The correct answer is A. 0.30 m/sec.
The minimum velocity required for removing the sewerage is the velocity at which the particles of sand and organic matter will be suspended in the water. The velocity required is dependent on the specific gravity of the particles, the size of the particles, and the density of the water.
The specific gravity of sand is 2.65, and the specific gravity of organic matter is 1.2. The density of water is 1000 kg/m3. The size of the sand particles is 1 mm, and the size of the organic particles is 5 mm.
The minimum velocity required for removing the sewerage is calculated using the following equation:
$v = \sqrt{\frac{2g(\rho_s – \rho_w)}{d}}$
where:
$v$ is the velocity,
$g$ is the acceleration due to gravity,
$\rho_s$ is the specific gravity of the sand,
$\rho_w$ is the density of the water, and
$d$ is the diameter of the sand particles.
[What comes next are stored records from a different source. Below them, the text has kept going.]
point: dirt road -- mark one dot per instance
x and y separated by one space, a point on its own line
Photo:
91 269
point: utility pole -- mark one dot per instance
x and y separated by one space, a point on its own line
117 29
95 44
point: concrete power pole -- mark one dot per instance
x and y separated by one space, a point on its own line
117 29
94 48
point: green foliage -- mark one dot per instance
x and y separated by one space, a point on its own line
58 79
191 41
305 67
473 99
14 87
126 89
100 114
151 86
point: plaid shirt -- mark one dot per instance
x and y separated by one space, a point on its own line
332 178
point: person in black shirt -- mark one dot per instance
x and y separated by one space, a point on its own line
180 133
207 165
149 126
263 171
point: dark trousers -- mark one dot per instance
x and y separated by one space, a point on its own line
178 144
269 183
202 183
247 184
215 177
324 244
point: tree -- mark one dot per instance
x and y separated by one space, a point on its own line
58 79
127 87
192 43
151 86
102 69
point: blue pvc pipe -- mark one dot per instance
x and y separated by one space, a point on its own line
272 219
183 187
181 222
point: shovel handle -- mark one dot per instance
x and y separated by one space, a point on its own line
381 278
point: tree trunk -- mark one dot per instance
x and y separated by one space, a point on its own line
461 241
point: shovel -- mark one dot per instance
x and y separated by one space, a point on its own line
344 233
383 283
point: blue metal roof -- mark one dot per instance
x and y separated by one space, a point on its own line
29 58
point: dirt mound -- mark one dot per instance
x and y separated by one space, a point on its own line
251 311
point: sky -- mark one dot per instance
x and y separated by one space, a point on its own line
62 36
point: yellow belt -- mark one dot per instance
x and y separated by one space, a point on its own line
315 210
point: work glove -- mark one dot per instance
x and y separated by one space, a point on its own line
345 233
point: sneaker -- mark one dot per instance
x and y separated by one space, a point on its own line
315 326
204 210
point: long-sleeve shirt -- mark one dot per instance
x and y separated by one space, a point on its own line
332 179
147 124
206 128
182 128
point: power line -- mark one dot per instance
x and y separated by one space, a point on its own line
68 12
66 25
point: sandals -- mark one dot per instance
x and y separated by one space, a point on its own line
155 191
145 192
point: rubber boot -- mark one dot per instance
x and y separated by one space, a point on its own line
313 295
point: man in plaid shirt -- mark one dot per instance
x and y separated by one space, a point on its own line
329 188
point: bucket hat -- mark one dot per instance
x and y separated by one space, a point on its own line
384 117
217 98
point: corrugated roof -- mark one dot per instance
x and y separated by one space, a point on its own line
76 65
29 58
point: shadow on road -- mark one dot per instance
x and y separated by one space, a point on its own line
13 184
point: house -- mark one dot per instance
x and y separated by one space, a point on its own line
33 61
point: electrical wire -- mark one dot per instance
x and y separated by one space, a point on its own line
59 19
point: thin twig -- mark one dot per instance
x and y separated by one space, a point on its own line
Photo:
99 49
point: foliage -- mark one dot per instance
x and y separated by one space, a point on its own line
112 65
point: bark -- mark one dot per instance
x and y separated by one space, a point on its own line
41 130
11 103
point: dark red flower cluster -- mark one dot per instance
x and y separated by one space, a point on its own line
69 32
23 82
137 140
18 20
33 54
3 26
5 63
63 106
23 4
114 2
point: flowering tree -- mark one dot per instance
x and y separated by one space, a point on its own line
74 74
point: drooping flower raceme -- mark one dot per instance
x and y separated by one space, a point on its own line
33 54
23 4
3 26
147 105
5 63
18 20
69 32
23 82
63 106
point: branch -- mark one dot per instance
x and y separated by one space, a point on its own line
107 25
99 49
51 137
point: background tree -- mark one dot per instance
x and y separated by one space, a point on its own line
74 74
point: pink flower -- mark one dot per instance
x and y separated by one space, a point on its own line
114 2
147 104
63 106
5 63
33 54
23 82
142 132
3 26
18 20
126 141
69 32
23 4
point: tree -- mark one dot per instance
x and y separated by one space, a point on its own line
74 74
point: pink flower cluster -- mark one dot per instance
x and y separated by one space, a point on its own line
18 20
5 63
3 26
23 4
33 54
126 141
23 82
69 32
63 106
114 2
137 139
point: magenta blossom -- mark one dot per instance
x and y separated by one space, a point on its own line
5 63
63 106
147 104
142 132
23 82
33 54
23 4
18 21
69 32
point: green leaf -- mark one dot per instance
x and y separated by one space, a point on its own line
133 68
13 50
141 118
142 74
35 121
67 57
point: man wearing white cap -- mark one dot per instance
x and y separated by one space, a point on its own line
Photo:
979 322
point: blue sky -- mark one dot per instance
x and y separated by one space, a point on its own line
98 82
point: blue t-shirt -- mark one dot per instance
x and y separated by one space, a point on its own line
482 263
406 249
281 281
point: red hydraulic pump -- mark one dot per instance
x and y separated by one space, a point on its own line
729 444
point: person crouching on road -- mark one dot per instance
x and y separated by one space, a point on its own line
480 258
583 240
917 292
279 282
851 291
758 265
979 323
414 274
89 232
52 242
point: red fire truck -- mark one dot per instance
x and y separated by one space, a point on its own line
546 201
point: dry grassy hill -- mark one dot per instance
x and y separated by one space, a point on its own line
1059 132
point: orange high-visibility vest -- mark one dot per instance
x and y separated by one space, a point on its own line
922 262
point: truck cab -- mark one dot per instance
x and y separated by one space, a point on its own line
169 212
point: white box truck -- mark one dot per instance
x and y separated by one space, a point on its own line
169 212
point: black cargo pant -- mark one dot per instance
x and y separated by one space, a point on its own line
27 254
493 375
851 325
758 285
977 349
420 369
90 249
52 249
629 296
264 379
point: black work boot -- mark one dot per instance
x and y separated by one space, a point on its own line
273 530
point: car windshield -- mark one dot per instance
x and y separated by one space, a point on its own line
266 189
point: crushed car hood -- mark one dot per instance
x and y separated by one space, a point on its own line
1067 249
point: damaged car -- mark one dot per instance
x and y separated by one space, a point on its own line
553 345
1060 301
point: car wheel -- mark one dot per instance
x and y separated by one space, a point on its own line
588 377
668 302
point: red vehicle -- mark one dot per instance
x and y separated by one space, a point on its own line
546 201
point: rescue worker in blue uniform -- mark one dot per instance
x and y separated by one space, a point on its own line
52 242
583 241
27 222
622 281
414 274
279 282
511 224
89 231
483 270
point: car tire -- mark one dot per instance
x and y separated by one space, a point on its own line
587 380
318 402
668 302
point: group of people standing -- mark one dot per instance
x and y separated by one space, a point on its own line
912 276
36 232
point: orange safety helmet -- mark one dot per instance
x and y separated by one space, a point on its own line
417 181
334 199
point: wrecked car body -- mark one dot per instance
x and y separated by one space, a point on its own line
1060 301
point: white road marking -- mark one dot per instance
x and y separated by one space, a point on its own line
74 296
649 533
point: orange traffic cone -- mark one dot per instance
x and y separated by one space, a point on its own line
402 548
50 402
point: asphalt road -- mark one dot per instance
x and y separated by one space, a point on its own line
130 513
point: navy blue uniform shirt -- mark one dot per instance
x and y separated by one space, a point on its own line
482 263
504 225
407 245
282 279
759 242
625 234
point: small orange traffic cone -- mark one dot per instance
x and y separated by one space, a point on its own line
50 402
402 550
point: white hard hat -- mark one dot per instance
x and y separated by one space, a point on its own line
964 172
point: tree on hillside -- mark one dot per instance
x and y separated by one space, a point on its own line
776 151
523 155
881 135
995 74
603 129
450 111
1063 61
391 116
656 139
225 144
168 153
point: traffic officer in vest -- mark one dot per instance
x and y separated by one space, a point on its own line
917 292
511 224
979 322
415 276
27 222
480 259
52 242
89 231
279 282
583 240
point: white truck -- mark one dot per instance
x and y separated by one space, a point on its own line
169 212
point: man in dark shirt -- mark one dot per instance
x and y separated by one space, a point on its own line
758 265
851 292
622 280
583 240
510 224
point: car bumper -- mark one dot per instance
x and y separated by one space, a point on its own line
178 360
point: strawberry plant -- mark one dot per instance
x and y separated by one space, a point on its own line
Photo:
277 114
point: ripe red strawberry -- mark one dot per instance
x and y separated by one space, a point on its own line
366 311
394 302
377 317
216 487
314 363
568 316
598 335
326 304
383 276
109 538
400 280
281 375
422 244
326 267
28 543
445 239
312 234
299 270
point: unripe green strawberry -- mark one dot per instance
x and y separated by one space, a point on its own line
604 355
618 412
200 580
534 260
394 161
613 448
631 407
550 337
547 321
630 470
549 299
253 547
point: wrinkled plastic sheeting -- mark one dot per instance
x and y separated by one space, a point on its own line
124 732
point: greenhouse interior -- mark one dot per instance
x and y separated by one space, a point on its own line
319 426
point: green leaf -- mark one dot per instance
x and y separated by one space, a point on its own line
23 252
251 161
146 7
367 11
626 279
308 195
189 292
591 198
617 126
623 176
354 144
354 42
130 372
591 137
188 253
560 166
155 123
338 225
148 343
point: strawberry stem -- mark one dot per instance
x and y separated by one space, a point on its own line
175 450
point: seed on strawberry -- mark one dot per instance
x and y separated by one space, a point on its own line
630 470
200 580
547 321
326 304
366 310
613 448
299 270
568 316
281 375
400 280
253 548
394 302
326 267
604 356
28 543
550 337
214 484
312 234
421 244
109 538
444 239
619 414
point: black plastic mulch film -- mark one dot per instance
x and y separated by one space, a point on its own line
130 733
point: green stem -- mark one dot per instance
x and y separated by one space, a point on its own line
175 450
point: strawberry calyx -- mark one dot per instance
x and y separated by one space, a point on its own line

Substituting the values into the equation, we get:
$v = \sqrt{\frac{2 \times 9.8 \times (2.65 – 1.2)}{0.001}} = 0.30$ m/sec
Therefore, the minimum velocity required for removing the sewerage is 0.30 m/sec.
Option B is incorrect because it is the velocity required for removing sand particles only. Option C is incorrect because it is the velocity required for removing organic matter only. Option D is incorrect because it is the velocity required for removing sand particles and organic matter of a different size.